Limiting Your Risk Investing In Real Estate
The following article was submitted to us for publication. While this is not a strategy that I recommend for limiting your risk, it is worthwhile to consider the underlying message of prudence when investing your money. Before investing in any real estate deal, we strongly recommend doing a thorough, conservative analysis of it.
We all know that every investment deal is a risk. When you buy a property, you may have a very good idea of how to flip it at a great profit. But if you don’t acknowledge that there are risks associated with your great prospective investment deal, you are just pulling the wool over your own eyes.

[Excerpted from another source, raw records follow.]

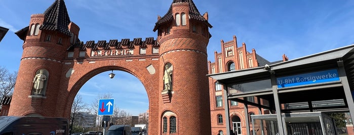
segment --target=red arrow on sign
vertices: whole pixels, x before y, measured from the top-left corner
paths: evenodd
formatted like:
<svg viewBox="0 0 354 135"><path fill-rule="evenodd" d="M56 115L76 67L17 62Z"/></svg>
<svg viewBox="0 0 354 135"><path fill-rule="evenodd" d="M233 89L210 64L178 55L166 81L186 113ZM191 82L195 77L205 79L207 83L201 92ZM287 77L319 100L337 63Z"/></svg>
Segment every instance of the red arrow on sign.
<svg viewBox="0 0 354 135"><path fill-rule="evenodd" d="M100 108L100 111L101 111L101 112L103 112L104 111L104 110L106 110L106 108L104 108L103 107L103 106L104 106L104 102L102 102L102 108Z"/></svg>

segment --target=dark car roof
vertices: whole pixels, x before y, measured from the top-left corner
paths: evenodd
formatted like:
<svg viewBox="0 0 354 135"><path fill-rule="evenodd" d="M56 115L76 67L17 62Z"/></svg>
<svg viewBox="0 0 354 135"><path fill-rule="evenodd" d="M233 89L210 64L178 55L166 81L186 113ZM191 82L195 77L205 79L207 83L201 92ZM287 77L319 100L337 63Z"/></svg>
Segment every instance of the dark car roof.
<svg viewBox="0 0 354 135"><path fill-rule="evenodd" d="M125 127L130 127L129 125L111 125L108 128L108 130L115 130L115 129L124 129Z"/></svg>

Many investors put all of their money into a great-looking deal, cross their fingers, work every angle they can, and then hope to walk away with a tidy profit. And many of them do successfully make a profit in this way, at least for the short term. But if you think about it, putting all of your money into each deal that you do is a sure path to ruin. Even if you have a 95% chance to make money, eventually that 5% eventuality will hit you, and then you’re watching all of your dreams go down the drain.

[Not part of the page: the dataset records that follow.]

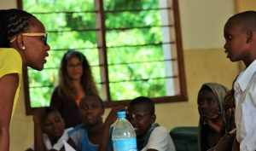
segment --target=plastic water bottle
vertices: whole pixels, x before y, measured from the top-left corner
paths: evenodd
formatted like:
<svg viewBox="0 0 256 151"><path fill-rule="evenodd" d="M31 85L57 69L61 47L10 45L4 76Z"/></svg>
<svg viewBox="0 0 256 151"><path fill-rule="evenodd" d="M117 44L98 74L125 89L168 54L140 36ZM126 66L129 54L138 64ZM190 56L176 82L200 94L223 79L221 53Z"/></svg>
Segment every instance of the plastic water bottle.
<svg viewBox="0 0 256 151"><path fill-rule="evenodd" d="M137 151L136 133L125 119L125 111L118 112L118 121L114 125L112 141L114 151Z"/></svg>

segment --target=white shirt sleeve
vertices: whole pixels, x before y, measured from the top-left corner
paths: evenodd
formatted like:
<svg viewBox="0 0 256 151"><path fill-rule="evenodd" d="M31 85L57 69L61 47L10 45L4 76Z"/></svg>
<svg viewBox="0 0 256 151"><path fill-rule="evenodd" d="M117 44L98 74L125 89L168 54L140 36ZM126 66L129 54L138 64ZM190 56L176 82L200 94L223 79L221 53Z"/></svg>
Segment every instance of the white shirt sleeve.
<svg viewBox="0 0 256 151"><path fill-rule="evenodd" d="M69 136L68 136L67 132L71 130L73 130L73 128L68 128L68 129L65 130L64 133L59 138L58 142L55 144L54 144L54 146L52 147L53 149L55 149L55 150L61 149L61 148L64 146L63 141L67 142L68 140Z"/></svg>
<svg viewBox="0 0 256 151"><path fill-rule="evenodd" d="M147 145L142 151L146 151L149 148L159 151L176 151L173 142L166 128L158 126L152 131Z"/></svg>

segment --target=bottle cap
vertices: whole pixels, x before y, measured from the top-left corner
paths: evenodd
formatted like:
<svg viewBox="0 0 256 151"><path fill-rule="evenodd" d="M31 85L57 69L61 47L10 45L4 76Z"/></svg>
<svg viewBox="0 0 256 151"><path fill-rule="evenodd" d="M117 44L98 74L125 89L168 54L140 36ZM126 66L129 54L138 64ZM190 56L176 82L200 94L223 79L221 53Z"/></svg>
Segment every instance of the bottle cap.
<svg viewBox="0 0 256 151"><path fill-rule="evenodd" d="M125 118L125 114L126 114L125 111L119 111L119 112L118 112L118 117L119 118Z"/></svg>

No financial expert in their right mind would tell you to sink all of your savings into a single stock, no matter how much faith you have in the deal. So why do you think you should put all of your investment dollars into a single property? The truth is, many beginning or casual investors feel like they don’t have the money to spread their risk around. But, of course, as my Great Uncle Sylvester used to say, “If you can’t afford to buy six houses, you definitely can’t afford to buy one house.”

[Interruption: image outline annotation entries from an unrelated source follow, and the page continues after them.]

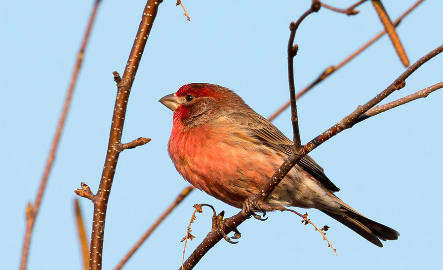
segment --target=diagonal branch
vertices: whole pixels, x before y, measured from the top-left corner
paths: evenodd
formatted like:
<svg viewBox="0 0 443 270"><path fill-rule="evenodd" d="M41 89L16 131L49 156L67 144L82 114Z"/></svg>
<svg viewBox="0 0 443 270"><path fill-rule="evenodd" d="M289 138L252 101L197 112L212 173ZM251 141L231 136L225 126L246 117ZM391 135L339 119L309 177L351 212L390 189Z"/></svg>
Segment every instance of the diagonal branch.
<svg viewBox="0 0 443 270"><path fill-rule="evenodd" d="M169 207L166 209L164 212L161 214L159 218L157 219L157 220L151 226L151 228L148 229L148 231L145 233L145 234L137 241L137 243L134 245L134 246L131 248L131 250L128 252L128 253L124 255L124 257L123 259L121 259L121 261L119 263L119 264L117 265L117 266L114 268L114 270L120 270L123 266L124 265L124 264L128 261L128 260L130 259L130 258L134 255L134 253L135 253L135 251L137 251L137 249L142 245L143 242L146 240L146 239L149 237L149 236L154 232L154 230L155 230L159 225L164 220L166 217L169 215L171 212L182 201L183 201L186 197L189 195L191 192L194 190L194 187L192 186L188 186L186 188L185 188L182 192L179 194L178 196L177 196L177 198L175 201L169 205Z"/></svg>
<svg viewBox="0 0 443 270"><path fill-rule="evenodd" d="M76 213L77 233L79 234L79 244L80 245L80 249L81 251L81 258L83 259L83 269L84 270L87 270L89 268L89 243L86 237L81 209L80 208L80 203L78 199L74 200L74 210Z"/></svg>
<svg viewBox="0 0 443 270"><path fill-rule="evenodd" d="M380 18L381 23L385 27L385 30L388 33L389 38L391 39L391 41L392 42L392 44L394 45L394 47L395 48L395 50L399 55L400 60L402 61L402 63L403 63L405 67L407 67L409 66L409 59L407 59L407 56L406 55L406 52L404 51L404 48L403 48L403 45L402 45L399 35L395 31L395 26L394 26L392 22L391 21L389 16L386 12L386 10L381 3L381 1L380 0L372 0L372 2L375 11L377 11L377 14L378 15L378 17Z"/></svg>
<svg viewBox="0 0 443 270"><path fill-rule="evenodd" d="M415 9L417 6L422 3L424 0L418 0L414 4L411 6L409 8L408 8L405 11L404 11L403 14L400 15L395 21L394 22L394 25L397 27L406 15L409 14L412 10ZM342 68L345 65L348 64L351 60L354 59L355 57L359 55L361 52L367 48L368 47L372 45L374 42L378 40L383 35L386 33L386 31L383 30L378 33L377 35L372 37L371 39L370 39L368 41L367 41L366 43L363 44L362 47L358 49L354 52L352 53L349 56L346 57L345 59L342 61L341 62L338 63L335 66L331 66L329 68L326 68L323 73L322 73L317 79L314 80L312 83L311 83L309 85L305 87L303 90L297 93L296 96L296 98L297 99L299 99L300 97L306 94L308 91L314 88L314 86L320 83L321 82L323 81L326 77L329 76L330 75L334 73L335 71L338 70L341 68ZM282 113L283 111L286 109L286 108L289 106L291 104L290 100L288 101L286 103L283 104L280 108L279 108L275 112L272 114L272 115L269 116L268 119L269 121L272 121L276 117L277 117L279 115Z"/></svg>
<svg viewBox="0 0 443 270"><path fill-rule="evenodd" d="M377 115L379 113L381 113L382 112L386 111L388 110L390 110L391 109L393 109L394 108L395 108L396 107L398 107L401 105L406 104L406 103L412 101L415 101L415 100L418 100L418 99L426 98L431 93L442 88L443 88L443 82L440 82L438 83L434 84L434 85L429 86L429 87L426 87L424 89L422 89L419 91L417 91L413 94L409 95L409 96L402 98L401 99L399 99L396 101L390 102L389 103L387 103L384 105L376 106L372 109L368 110L362 115L361 115L357 119L357 122L360 123L360 122L369 118L369 117L371 117L374 115Z"/></svg>
<svg viewBox="0 0 443 270"><path fill-rule="evenodd" d="M34 203L32 203L31 202L28 202L28 207L26 208L26 229L25 232L23 245L22 248L22 257L20 265L20 270L25 270L26 269L28 264L28 256L29 253L29 247L31 245L31 237L32 235L34 224L37 217L39 209L40 207L40 203L41 202L41 200L43 198L43 195L46 188L48 178L49 176L49 173L51 172L51 169L52 168L52 165L55 159L55 153L57 151L58 142L60 141L62 131L65 125L65 122L66 119L66 116L68 114L68 111L69 109L74 88L76 86L76 83L77 82L77 78L80 71L80 68L81 68L81 64L83 62L83 58L86 49L86 45L89 40L89 35L92 29L92 25L95 19L95 15L97 14L97 9L98 8L100 2L100 0L96 0L95 3L94 4L92 10L91 11L91 14L89 15L89 19L86 26L86 31L83 37L83 41L81 42L81 45L80 46L80 48L79 49L79 52L77 53L77 60L76 61L76 64L74 65L74 68L71 77L69 86L68 87L66 97L65 99L65 102L63 104L63 108L60 114L60 119L58 120L57 129L55 131L55 134L54 135L54 138L52 140L52 144L51 145L51 150L48 155L44 170L43 171L43 175L41 176L41 180L40 181L40 186L39 188L39 190L37 191L35 202Z"/></svg>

The truth is, you can manage that risk by diversifying, even if you don’t have a lot of capital to work with. The first option is to lower your sights on the type of home you’re looking for. Instead of trying to make $42,000 on a single flip, try to get six barrel-bottom properties that you can flip for a small, $7K profit. They may not all work out, but then again, they just may work out fine.
The other option is to hook up with other investors who are in your league. If you have the money for one property, and you can find five like-minded individuals, you can each own a piece of six different properties. Of course, both of these options involve more headaches and paperwork, but isn’t that better than finding out that your sure-fire deal has just been reduced to rubble? Of course it is.